By definition I know that a space $X$ is contractible if $X \sim \{x_0\}$, i.e. homotopic to a point. If I want to show that this implies $id_{X} \sim \text{constant map}$ I am doing this:
By definition of contractible, there exist $f: X \rightarrow \{x_0\}$ and $g: \{x_0\} \rightarrow X$ continuous with $f \circ g \sim id_{x_0}$ and $g \circ f \sim id_{X}$. Now I can deduce that $g \circ f = \text{const}$. Hence $id_{X} \sim \text{const}$.
My question is: when I write $g \circ f = \text{const}$, is it possible that the constant map is the map that sends all $x$ to a point $x_1$, whith $x_1$ a priori different than the point $x_0$ (the $x_0$ present in the definition of $X$ contractible), correct?
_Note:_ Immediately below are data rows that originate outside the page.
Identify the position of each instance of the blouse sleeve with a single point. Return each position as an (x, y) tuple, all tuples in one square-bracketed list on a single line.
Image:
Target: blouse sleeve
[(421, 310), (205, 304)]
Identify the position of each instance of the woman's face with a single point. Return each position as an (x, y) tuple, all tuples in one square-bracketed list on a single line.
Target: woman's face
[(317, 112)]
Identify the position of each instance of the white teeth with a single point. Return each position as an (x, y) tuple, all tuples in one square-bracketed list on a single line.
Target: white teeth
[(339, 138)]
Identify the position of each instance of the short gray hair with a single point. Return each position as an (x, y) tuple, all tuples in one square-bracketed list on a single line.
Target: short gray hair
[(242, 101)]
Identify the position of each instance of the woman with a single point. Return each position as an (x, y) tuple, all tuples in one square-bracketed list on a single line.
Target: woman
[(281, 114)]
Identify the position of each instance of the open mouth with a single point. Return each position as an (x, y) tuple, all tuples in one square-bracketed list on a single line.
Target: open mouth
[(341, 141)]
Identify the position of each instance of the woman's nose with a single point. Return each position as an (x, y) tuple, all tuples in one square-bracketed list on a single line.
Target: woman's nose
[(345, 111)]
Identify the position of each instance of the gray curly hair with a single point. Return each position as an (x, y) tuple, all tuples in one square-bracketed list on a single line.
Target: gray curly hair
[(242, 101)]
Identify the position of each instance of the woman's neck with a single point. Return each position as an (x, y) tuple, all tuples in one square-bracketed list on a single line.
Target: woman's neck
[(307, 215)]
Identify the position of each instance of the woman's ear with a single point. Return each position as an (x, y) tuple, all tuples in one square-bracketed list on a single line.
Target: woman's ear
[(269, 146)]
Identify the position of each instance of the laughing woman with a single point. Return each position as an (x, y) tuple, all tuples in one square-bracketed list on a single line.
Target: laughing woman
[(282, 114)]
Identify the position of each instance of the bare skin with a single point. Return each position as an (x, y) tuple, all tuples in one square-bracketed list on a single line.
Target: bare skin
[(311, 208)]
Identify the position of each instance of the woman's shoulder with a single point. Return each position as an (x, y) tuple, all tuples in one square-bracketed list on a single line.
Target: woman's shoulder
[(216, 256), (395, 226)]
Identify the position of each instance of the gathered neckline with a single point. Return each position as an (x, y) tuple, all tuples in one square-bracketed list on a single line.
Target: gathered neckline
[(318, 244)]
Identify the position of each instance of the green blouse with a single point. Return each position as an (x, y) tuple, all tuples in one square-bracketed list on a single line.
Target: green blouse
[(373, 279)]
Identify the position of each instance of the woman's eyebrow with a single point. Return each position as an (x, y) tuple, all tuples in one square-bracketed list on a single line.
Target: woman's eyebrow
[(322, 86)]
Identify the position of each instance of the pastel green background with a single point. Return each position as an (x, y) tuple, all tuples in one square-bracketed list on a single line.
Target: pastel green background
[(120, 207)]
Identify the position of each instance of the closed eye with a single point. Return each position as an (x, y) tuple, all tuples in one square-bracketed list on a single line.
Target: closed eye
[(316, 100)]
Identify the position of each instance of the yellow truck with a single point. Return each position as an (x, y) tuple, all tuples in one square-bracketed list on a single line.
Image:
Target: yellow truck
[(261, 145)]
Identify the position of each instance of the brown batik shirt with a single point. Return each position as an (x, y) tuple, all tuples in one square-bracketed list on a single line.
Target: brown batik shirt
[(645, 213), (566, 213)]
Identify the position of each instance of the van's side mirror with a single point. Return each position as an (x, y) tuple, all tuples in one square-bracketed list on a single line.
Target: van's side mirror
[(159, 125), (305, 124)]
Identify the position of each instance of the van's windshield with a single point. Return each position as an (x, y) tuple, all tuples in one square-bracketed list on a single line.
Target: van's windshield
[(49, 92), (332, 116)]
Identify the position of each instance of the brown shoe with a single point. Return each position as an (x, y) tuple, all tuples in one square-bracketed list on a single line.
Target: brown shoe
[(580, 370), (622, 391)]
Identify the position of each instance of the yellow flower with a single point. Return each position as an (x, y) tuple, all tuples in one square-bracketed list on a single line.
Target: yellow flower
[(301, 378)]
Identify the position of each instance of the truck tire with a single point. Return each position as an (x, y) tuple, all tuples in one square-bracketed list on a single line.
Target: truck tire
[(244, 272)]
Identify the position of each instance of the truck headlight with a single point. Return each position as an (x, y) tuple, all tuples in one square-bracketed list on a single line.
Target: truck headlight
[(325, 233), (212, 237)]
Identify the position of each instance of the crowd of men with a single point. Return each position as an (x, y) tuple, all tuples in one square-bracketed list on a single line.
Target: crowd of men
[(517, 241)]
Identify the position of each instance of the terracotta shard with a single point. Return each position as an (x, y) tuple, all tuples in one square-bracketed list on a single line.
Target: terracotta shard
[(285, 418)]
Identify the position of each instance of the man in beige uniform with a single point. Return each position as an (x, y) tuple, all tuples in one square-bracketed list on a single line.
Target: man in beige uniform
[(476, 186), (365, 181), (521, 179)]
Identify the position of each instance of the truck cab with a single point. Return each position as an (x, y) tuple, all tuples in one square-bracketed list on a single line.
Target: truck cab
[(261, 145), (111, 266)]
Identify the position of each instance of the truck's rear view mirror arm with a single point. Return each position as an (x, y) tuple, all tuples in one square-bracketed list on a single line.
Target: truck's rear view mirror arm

Because my reasoning is the following: it is true that the function $g \circ f$ is constant (since $f$ maps all $X$ to the singleton), but nobody tells me that $g$ is the identity: a priori it can be any map sending $x_0$ to any other different $x_1 \in X$, still being continuous as constant map. So if one writes $$X \sim \{x_0\} \iff id_{X} \sim \text{const}_{x_0},$$ where I force $x_0$ to be the same point, this equivalence would be false right?
In other terms, would I be allowed to say $$X \sim \{x_0\} \iff id_{X} \sim \text{const}_{x_0},$$ where I force $x_0$ to be the same point for any other reason that I do not see now? Thanks!
Terminology correction: maps are homotopic, spaces are homotopy-equivalent.
Note that $\{x_0\}$ in the definition of contractibility could be any singleton. There is no reason for $x_0$ to even be a point of $X$. If $x_0$ is not a point of $X$, the constant map with value $x_0$ is not a map $X\rightarrow X$, so asking it to be homotopic to the identity of $X$ simply does not make sense as a statement.
If we write $x_1=g(x_0)\in X$, then you have correctly observed that $g\circ f$ is homotopic to the identity of $X$ on one hand, yet on the other hand is the constant map $X\rightarrow X$ with value $x_1$, let me call that $c_{x_1}\colon X\rightarrow X$. This shows that $id_X\sim c_{x_1}$ is nullhomotopic (which, by definition, means homotopic to a constant map). However, $X$ contractible implies that it is path-connected (why?), and if $\gamma\colon I\rightarrow X$ is a path s.t. $\gamma(0)=x_1$ and $\gamma(1)=x_2$, then $H\colon X\times I\rightarrow X,\,(x,t)\mapsto\gamma(t)$ is a homotopy $c_{x_1}\sim c_{x_2}$. Thus, it turns out that $id_X\sim c_x$ for any $x\in X$.